With a lawsuit over his handling of the Vito Lopez sexual harassment case hanging over him, Silver may have had a rough day before he arrived at the Battery Park City school, but the warm reception that greeted him should have made up for it.

The audience applauded him loudly and at length.

“Thank you for your friendship and for your support over the years,” Silver said.

Julie Menin, Community Board 1’s former chairperson, who is running for Manhattan Borough President, said, “No one has believed in our community more than Speaker Silver.

“There was a time after Sept. 11 where people doubted the tenacity and perseverance of our neighborhood. And Speaker Silver said that was wrong, that we would be able to rebuild our community.”

City Councilmember Margaret Chin spoke of Silver’s protection of affordable housing, and her opponent for reelection, Democratic District Leader Jenifer Rajkumar, spoke about how much she had learned from Silver about leadership.

For his part, Silver said, “Gateway Plaza and its residents have really been special to me.”

He said that it was at Gateway Plaza, which has 1,705 apartments and is the largest residential complex in Battery Park City, that he began the fight for affordable housing.

“It was 25 years ago, almost exactly, that the mandatory deregulation, rent stabilization ended at Gateway,” he said. “And here we are, 25 years later, still with a rent stabilization program — and it was a career just keeping it that way.”
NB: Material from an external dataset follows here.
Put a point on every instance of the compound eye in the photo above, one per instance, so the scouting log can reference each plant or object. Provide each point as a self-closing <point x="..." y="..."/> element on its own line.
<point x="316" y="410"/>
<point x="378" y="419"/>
Silver spoke about pressuring Richard LeFrak, chairperson and C.E.O. of the LeFrak Organization, which owns Gateway Plaza, to keep Gateway rent stabilized if he wanted to refinance the building. Long-time tenants of Gateway are still rent stabilized through 2020 although tenants who moved in after 2009 now pay market-rate rents.

Silver also referenced quality-of-life issues necessary to accommodate population growth in Lower Manhattan.

“We continue to push the Department of Education to build more schools for our rapidly growing community,” he said. “And likewise to accommodate that growth, we built new parks, we revamped recreational facilities such as the state-of-the-art ball fields just a few blocks from here.”

This is “a great place to live, and nobody thought it would be almost 12 years ago,” he said. “They figured people would flee Lower Manhattan and never return. We proved them wrong.“

He said that between the census of 2000 and 2010, Lower Manhattan and specifically his Assembly district, experienced larger population growth than any other community in New York City.

“Many of you were here on that dark day almost 12 years ago,” he said. “You stayed here. You helped rebuild because you believed in community. You believed in your neighbors and you believed in working together to ensure that Battery Park City continues to be one of the greatest places in our city to live, to work and to raise a family.”